On the close of business June 30, 1997, United Security Bancshares, Inc.
and United Security Bank completed the merger with First Bancshares, Inc.
and First Bank and Trust. The merger is considered as a "pooling of
interest" for accounting and financial reporting purposes; therefore, all
financial information presented combines the results of both institutions
as if the merger had been in effect for all periods presented.
All yields and ratios presented and discussed herein are based on the cash
basis and not on the tax-equivalent basis.

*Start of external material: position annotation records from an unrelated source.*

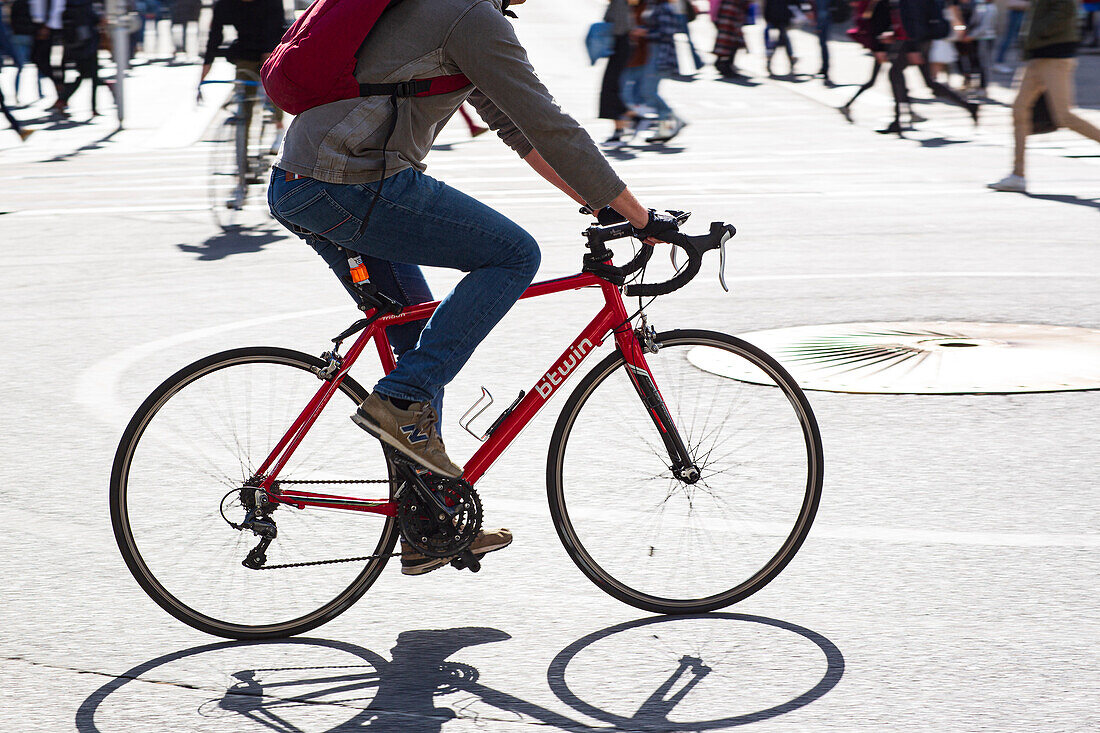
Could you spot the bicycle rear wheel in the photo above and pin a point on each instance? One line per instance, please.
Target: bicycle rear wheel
(182, 463)
(652, 540)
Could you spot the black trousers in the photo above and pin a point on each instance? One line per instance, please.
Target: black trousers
(899, 62)
(611, 101)
(41, 55)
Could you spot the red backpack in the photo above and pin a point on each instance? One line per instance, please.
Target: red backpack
(315, 62)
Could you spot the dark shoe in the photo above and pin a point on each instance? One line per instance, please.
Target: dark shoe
(974, 108)
(411, 431)
(415, 564)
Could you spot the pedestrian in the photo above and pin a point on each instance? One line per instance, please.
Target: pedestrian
(20, 130)
(975, 41)
(184, 14)
(778, 15)
(913, 23)
(336, 186)
(729, 19)
(46, 15)
(870, 20)
(1051, 41)
(259, 25)
(823, 22)
(622, 18)
(22, 40)
(1018, 9)
(80, 35)
(661, 22)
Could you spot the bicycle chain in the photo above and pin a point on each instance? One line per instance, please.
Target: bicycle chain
(345, 559)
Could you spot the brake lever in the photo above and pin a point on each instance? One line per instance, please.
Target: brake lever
(722, 266)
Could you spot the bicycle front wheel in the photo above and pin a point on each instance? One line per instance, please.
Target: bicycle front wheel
(179, 476)
(664, 545)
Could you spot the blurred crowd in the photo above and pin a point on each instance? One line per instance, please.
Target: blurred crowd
(957, 45)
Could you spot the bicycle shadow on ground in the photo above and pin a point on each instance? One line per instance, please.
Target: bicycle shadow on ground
(235, 240)
(1066, 198)
(694, 670)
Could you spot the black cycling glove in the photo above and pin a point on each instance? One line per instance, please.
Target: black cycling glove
(658, 226)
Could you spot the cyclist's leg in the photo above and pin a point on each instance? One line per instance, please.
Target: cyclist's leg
(419, 220)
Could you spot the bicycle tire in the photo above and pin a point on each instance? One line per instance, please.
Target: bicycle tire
(600, 516)
(140, 553)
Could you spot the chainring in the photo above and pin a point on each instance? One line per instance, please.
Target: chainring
(433, 533)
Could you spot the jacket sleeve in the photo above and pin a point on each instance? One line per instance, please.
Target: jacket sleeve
(484, 46)
(499, 123)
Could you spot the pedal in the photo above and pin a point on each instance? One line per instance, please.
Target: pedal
(466, 560)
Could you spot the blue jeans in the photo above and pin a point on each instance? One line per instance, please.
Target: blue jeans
(1011, 31)
(417, 221)
(638, 86)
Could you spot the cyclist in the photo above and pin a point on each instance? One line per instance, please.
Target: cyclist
(338, 156)
(260, 25)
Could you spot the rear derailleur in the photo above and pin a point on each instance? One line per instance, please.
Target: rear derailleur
(438, 516)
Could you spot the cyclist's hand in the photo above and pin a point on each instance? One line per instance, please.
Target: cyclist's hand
(658, 227)
(608, 216)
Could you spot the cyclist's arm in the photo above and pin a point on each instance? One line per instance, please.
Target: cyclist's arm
(484, 46)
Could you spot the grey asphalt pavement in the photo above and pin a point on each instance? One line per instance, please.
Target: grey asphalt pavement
(948, 583)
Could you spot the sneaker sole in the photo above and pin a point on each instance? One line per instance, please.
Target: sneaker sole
(375, 429)
(433, 565)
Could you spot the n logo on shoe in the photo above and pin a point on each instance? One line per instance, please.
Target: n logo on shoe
(413, 435)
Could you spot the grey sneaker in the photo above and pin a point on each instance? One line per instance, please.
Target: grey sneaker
(415, 564)
(1010, 183)
(413, 431)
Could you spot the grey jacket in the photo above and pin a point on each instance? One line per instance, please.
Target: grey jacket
(341, 142)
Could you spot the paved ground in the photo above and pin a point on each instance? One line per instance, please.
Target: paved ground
(948, 583)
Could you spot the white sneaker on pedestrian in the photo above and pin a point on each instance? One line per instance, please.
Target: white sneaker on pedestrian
(1011, 183)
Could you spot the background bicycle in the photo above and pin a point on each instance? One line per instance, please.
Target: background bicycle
(243, 140)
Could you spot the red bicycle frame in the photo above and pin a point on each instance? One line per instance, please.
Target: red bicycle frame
(612, 318)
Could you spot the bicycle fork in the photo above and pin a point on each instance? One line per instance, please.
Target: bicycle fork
(634, 346)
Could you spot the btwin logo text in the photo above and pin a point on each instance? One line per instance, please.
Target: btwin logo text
(556, 376)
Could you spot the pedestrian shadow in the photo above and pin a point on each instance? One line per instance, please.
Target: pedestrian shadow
(87, 148)
(630, 152)
(308, 684)
(234, 240)
(1065, 198)
(941, 142)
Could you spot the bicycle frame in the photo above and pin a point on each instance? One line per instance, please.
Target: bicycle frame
(611, 319)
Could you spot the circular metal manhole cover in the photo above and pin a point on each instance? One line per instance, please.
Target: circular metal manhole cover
(925, 358)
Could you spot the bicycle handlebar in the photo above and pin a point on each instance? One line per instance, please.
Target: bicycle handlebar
(244, 83)
(598, 260)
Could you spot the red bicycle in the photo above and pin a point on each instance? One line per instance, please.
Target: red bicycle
(683, 473)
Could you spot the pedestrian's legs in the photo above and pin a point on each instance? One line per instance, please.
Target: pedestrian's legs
(1058, 79)
(41, 56)
(898, 63)
(11, 118)
(420, 220)
(630, 87)
(870, 83)
(1011, 31)
(824, 20)
(650, 81)
(1031, 88)
(784, 39)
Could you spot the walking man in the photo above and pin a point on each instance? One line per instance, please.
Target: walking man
(1052, 37)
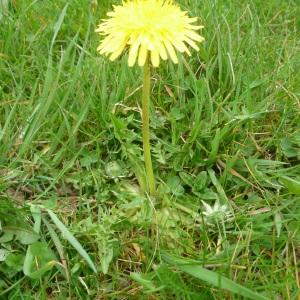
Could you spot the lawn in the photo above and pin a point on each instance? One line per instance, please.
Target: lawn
(75, 221)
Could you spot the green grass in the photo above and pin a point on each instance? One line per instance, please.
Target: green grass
(224, 127)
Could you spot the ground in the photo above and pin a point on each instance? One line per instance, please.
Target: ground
(225, 141)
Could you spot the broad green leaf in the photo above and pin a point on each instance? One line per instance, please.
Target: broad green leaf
(24, 236)
(212, 278)
(71, 239)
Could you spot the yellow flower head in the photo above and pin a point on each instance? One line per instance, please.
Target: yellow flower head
(155, 26)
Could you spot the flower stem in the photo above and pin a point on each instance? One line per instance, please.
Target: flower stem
(146, 132)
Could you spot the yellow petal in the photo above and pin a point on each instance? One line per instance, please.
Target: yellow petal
(171, 51)
(142, 55)
(194, 36)
(133, 52)
(162, 50)
(191, 43)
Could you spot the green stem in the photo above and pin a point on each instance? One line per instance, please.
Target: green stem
(146, 131)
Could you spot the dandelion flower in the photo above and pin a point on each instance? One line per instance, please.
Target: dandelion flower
(148, 27)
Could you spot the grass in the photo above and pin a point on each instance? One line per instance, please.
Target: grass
(224, 127)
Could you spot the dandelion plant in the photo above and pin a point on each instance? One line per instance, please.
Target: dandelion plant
(150, 30)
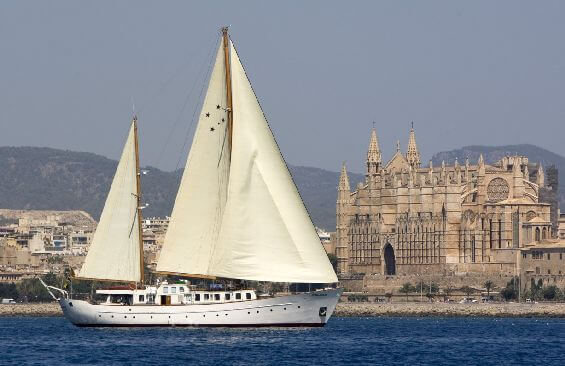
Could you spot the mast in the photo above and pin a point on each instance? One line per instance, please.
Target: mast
(138, 196)
(226, 38)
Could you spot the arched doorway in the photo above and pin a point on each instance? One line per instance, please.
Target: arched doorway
(390, 261)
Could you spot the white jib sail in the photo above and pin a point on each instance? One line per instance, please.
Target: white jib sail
(197, 214)
(114, 253)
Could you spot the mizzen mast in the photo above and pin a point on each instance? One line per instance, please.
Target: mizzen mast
(138, 196)
(226, 42)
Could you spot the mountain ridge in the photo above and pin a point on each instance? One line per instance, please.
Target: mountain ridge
(45, 178)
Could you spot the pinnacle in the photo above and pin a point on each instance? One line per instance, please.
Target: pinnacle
(343, 179)
(412, 153)
(374, 152)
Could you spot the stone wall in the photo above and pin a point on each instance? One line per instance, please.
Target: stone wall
(550, 194)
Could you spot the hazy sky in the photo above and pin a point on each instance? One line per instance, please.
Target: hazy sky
(480, 72)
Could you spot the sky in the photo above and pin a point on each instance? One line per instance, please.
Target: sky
(466, 73)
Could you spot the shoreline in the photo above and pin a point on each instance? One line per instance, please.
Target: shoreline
(349, 309)
(437, 309)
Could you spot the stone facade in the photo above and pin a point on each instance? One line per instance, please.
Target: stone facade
(449, 220)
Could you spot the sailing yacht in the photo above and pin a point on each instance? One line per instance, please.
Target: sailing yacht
(237, 215)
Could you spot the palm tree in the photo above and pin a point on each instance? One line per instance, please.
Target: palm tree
(467, 290)
(406, 289)
(488, 285)
(447, 292)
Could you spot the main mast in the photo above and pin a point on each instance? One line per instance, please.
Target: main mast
(138, 196)
(226, 41)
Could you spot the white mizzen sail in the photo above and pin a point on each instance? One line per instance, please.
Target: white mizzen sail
(115, 251)
(262, 232)
(197, 214)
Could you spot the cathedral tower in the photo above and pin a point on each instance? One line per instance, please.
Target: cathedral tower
(373, 155)
(412, 153)
(343, 194)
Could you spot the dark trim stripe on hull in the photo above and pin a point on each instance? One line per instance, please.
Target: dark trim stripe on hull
(281, 325)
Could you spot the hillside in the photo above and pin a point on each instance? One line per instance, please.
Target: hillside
(52, 179)
(492, 154)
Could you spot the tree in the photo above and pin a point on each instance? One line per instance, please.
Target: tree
(550, 292)
(488, 286)
(447, 291)
(406, 289)
(467, 290)
(333, 260)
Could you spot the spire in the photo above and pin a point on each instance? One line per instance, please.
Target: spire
(481, 164)
(373, 154)
(343, 179)
(412, 153)
(540, 176)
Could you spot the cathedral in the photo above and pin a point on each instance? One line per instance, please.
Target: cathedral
(405, 218)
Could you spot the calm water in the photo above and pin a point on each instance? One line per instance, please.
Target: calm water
(456, 341)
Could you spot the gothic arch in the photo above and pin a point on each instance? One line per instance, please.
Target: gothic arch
(390, 260)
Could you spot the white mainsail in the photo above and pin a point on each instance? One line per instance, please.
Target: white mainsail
(115, 252)
(262, 231)
(197, 214)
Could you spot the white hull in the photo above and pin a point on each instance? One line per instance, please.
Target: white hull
(306, 309)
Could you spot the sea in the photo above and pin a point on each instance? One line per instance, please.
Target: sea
(344, 341)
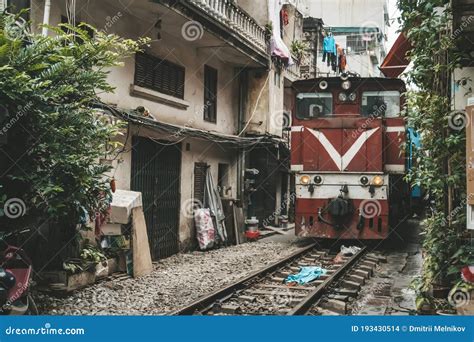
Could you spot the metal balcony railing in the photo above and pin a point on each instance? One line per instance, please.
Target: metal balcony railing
(229, 14)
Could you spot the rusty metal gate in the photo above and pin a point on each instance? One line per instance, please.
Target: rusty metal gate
(156, 171)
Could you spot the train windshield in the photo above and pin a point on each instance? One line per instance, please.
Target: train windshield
(381, 103)
(313, 105)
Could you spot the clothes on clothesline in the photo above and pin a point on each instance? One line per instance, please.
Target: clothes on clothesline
(329, 44)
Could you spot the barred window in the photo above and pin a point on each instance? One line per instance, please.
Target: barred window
(159, 74)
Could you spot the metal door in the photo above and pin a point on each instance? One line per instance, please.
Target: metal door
(156, 170)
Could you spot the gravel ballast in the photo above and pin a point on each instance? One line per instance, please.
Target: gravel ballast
(174, 282)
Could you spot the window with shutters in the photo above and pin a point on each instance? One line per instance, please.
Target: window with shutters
(210, 94)
(159, 74)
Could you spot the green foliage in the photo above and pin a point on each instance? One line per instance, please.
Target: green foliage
(89, 257)
(48, 85)
(440, 163)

COMPARING THE THREE MONTHS ENDED JUNE 30, 1998, TO THE THREE MONTHS ENDED
JUNE 30, 1997:
Net income increased $469,000, or 27.5%, thus increasing net income per
share to $.61 from $.48. The increase is primarily attributable to a $1.3
million, or 14.5%, increase in interest income and a $513,000, or 76.6%,
increase in noninterest income, which were offset by a $713,000, or 20.6%,
increase in noninterest expense, and a $272,000 increase in the provision
for loan losses. The increase in the provision for loan losses was
primarily a result of continued growth in the finance company. The
allowance for loan losses reflects management's estimates, which take into
account historical experience, the amount of nonperforming assets, and
general economic conditions.
The increase in interest income was due to increases in interest on loans.
This increase is due to an increase in the average loans outstanding and an
increase in the average yield.
The $713,000, or 20.6%, increase in noninterest expense was primarily
attributed to increases in salaries and employee benefits expenses by
$916,000 which was offset by reductions of $319,000 in other noninterest
expense. A significant portion of this increase is associated with the
cost of adding offices to the Acceptance Loan Company, a wholly owned
subsidiary of First United Security Bank.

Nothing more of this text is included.